S: What are some of the top things that you look for when trying out a new technology solution and determining whether to add it to your stack?

MG: Ultimately, I look for two things. The first is ease of use — how is clear the UX/UI and how well does it function? The second is the output of the tool. If I’m trying out a data solution, for example, I will ask it something I already know the answer to and see how thorough and accurate the output is. I’ll kick it around for thirty minutes or so, and if it’s able to meet those two criteria, then I will spend more time with and seriously consider it.

S: How do you know when it’s time to retire or replace a tool in your current stack? What are the signs?

MG: Ultimately, you have to look at what people are using the most and what’s adding the most value for your team. There are so many point solutions out there, but is it really worth paying thousands of dollars for something that solves such a small part of the equation when you’re getting more value elsewhere?
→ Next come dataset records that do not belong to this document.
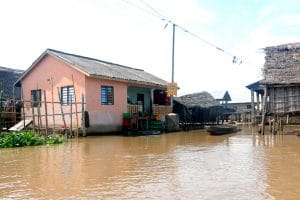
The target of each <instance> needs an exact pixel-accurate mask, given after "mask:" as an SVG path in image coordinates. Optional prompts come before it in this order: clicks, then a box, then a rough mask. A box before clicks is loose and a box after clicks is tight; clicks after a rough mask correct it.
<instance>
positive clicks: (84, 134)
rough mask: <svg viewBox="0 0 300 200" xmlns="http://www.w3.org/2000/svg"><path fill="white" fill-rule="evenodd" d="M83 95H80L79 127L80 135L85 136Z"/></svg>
mask: <svg viewBox="0 0 300 200" xmlns="http://www.w3.org/2000/svg"><path fill="white" fill-rule="evenodd" d="M84 110H85V109H84V95H83V94H82V97H81V127H82V135H83V136H84V137H85V136H86V128H85V117H84Z"/></svg>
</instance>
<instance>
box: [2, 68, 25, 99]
mask: <svg viewBox="0 0 300 200" xmlns="http://www.w3.org/2000/svg"><path fill="white" fill-rule="evenodd" d="M22 73H23V70H18V69H11V68H6V67H0V84H2V89H3V96H2V97H3V98H11V99H12V98H13V96H15V97H16V98H20V96H21V92H20V88H15V87H14V83H15V81H16V80H17V79H18V78H19V77H20V76H21V75H22Z"/></svg>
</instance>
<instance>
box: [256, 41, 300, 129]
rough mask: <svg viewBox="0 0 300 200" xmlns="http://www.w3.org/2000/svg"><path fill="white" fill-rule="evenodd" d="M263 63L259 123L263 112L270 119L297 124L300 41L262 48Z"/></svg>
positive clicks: (263, 118)
mask: <svg viewBox="0 0 300 200" xmlns="http://www.w3.org/2000/svg"><path fill="white" fill-rule="evenodd" d="M264 51H265V64H264V66H263V80H262V81H261V83H262V84H263V85H264V98H263V116H262V119H263V124H264V121H265V120H264V118H265V115H269V116H273V117H274V120H276V121H281V120H282V119H285V120H284V121H283V122H286V123H289V122H290V120H289V119H290V116H293V118H294V119H297V120H295V121H294V123H299V122H300V120H298V118H297V117H295V116H300V43H289V44H282V45H278V46H271V47H266V48H264Z"/></svg>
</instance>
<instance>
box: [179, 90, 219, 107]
mask: <svg viewBox="0 0 300 200" xmlns="http://www.w3.org/2000/svg"><path fill="white" fill-rule="evenodd" d="M174 100H175V101H177V102H179V103H181V104H183V105H185V106H187V107H188V108H190V107H195V106H199V107H202V108H209V107H214V106H220V103H219V102H218V101H217V100H216V99H215V98H214V97H213V96H212V95H211V94H209V93H208V92H205V91H204V92H199V93H194V94H188V95H184V96H181V97H174Z"/></svg>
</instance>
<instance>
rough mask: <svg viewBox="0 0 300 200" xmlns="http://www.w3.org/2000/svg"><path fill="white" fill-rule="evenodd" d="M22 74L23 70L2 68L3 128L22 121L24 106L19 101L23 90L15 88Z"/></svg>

It also depends on switching costs. Some tools are a lot harder to replace than others. And last but not least, I would say that the tools that integrate and work well with one another are usually keepers because it’s rare to find tools that communicate well with each other and really streamline operations for you.
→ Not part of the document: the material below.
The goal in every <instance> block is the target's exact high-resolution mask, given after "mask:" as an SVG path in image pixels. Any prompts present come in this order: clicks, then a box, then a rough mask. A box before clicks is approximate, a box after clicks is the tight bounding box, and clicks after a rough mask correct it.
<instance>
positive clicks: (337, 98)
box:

S: Are there any new or upcoming technologies that you are particularly interested in and excited about outside of GenAI?

MG: It’s interesting because in my opinion, most tools that claim to be AI have really offered something more akin to automation than genuine AI. To me, true GenAI is much more prescriptive and learns your individual habits and needs over time, it can predict what you want and make tailored recommendations. It still feels a million miles away, but I do think the technology is there. Vendors just need to find a way to productize it. And that’s what I’m truly excited about.